Space mining aims to exploit Earth-threatening asteroids
Roula Khalaf, Editor of the FT, selects her favourite stories in this weekly newsletter.
Asteroids are the Jekyll and Hyde of the solar system. If their evil side is in charge, there is an occasional tendency to hit Earth, causing death and destruction. Their good side is that they offer astronomers a treasure trove of information and promise a bountiful supply of raw materials for humanity.
To embrace the celestial Jekylls and avoid the Hydes, we need to know the location and composition of the many and varied bodies with orbits around the Sun that come close to Earth.
Much of the mapping can be done with telescopes on Earth. To find what asteroids are made of, however, we need to send a spacecraft.
Public space agencies are on the case. The most ambitious mission so far is Osiris-Rex, by the US space agency Nasa. Launched in September last year, the craft will reach a near-Earth asteroid called Bennu in 2018. It will fly around for two years, surveying the carbon-rich surface of the asteroid, then collect up to 2kg of soil or rock.
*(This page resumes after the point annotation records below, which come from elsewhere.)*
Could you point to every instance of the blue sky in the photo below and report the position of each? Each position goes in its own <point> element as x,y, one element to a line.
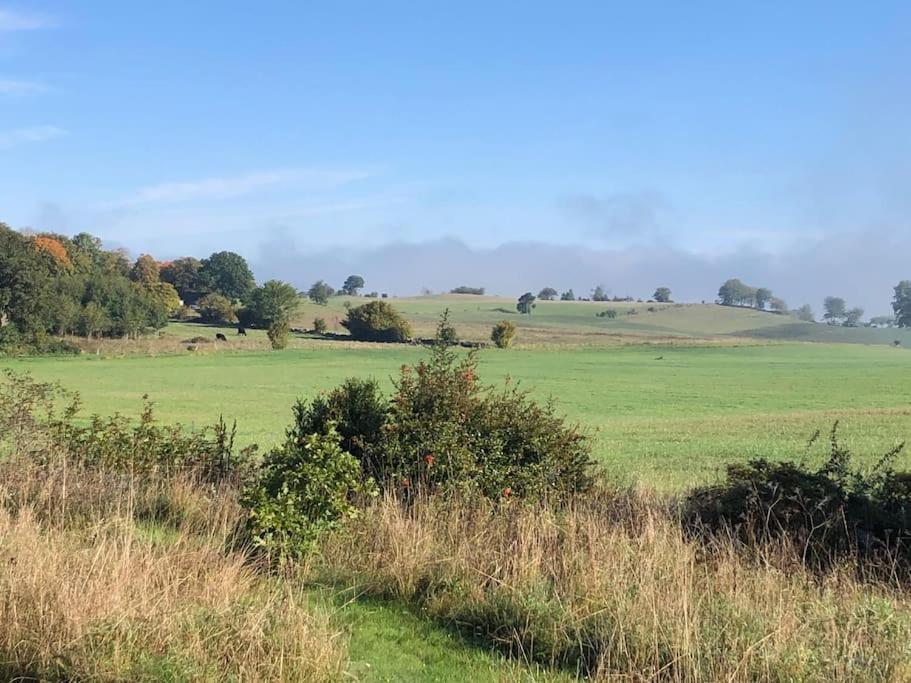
<point>713,130</point>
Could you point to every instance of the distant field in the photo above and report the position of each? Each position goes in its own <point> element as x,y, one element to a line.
<point>664,423</point>
<point>576,322</point>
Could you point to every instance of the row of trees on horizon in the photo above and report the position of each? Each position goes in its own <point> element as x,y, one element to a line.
<point>52,285</point>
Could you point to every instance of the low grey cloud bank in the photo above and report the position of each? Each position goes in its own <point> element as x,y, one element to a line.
<point>862,268</point>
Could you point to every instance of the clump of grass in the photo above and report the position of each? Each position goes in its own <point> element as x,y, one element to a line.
<point>138,586</point>
<point>612,588</point>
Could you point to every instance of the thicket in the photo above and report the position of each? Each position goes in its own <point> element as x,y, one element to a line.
<point>826,512</point>
<point>377,321</point>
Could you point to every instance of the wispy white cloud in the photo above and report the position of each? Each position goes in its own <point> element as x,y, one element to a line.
<point>10,86</point>
<point>236,186</point>
<point>19,136</point>
<point>13,20</point>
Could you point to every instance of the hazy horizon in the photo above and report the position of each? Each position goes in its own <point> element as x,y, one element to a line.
<point>510,147</point>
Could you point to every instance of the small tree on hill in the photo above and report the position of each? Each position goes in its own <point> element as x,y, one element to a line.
<point>853,316</point>
<point>278,334</point>
<point>901,303</point>
<point>526,303</point>
<point>275,300</point>
<point>805,313</point>
<point>320,292</point>
<point>215,308</point>
<point>503,334</point>
<point>761,297</point>
<point>778,305</point>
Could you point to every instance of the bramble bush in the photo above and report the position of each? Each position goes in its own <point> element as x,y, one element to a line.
<point>826,513</point>
<point>443,430</point>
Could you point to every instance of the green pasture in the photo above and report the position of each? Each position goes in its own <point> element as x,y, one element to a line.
<point>662,416</point>
<point>578,321</point>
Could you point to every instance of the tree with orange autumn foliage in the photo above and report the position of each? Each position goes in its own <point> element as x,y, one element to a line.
<point>53,248</point>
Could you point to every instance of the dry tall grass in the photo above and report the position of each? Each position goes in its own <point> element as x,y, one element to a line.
<point>613,590</point>
<point>103,580</point>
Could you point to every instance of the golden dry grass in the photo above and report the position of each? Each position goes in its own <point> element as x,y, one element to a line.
<point>614,590</point>
<point>91,592</point>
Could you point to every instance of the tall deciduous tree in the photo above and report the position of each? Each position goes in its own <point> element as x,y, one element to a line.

It will return to Earth with the sample in 2023.
The Japanese space agency Jaxa is also exploring asteroids. In 2010, its Hayabusa mission brought back a tiny amount of dust from a small asteroid called Itokawa. The follow-up Hayabusa 2 mission is en route to another asteroid, Ryugu, which it is due to reach next year; it should return to Earth with a larger sample at the end of 2020.
More ambitious and further in the future is Nasa’s Asteroid Redirect Mission. This would send a robotic spacecraft to a large asteroid, collect a multi-tonne rock and redirect it into a stable orbit of the moon. Astronauts would explore it there and bring samples to Earth in the late 2020s. One problem, though, is that Nasa’s 2018 budget does not include funds for Asteroid Redirect, so the mission’s future is uncertain.
There is more positive news about Nasa’s Psyche mission, which has moved up the priority list and may start in 2022. In 2026/27 a robotic craft would visit and survey Psyche, a unique metal asteroid, which may be the exposed nickel-iron core of an early failed planet.
Both Nasa and the European Space Agency (ESA) are considering “asteroid impact” missions for the early 2020s to investigate the feasibility of deflecting any asteroid that might be heading for a catastrophic crash with Earth. Neither has yet secured enough funding to proceed with final development.
All these missions involve large robotic spacecraft that cost hundreds of millions of dollars.
Miniaturisation may offer a cheaper route. A proposal for an Asteroid Touring Nanosat Fleet was put to the European Planetary Society Congress, held in Latvia last month. It would send 50 nanosatellites propelled by solar wind sails (esails). Each craft would use a 4cm telescope to image six asteroids from a distance of about 1,000km.
Pekka Janhunen of the Finnish Meteorological Institute, the project leader, estimates the cost at just €60m. “The nanosats could gather a great deal of information,” Mr Janhunen says. “They would also gather data on the chemical composition of surface features, such as whether the spectral signature of water is present.”
The private sector is planning to send small satellites on asteroid prospecting missions. Deep Space Industries and Planetary Resources, both US companies, are developing projects that will test their technologies in Earth’s orbit before heading farther into space.
Planetary Resources hopes to launch Arkyd-301, its first prospecting mission, in 2020. This would send a small group of craft to investigate asteroids believed to be rich in exploitable water.
Prospector-1, the first commercial interplanetary mining mission by Deep Space Industries, will intercept a near-Earth asteroid to determine its value as a source of space resources.
After arrival, Prospector-1 will map the asteroid’s surface and subsurface. The spacecraft will then use its water thrusters to touch down, measuring the asteroid’s geophysical characteristics.
A feature of Deep Space Industries’ craft is the use of a direct water thruster called Comet, a simpler way to use water for propulsion. Grant Bonin, the company’s chief technologist, calls it a “flying steam kettle”.
The first private missions to the moon, a closer and easier target than asteroids, could come as soon as next year, with the $30m Google Lunar XPrize providing an incentive.
Both Moon Express of Florida and ispace of Japan hope to win the prize by being the first privately funded team to place a rover on the moon, travel 500m across its surface and transmit high-definition video and images back to Earth.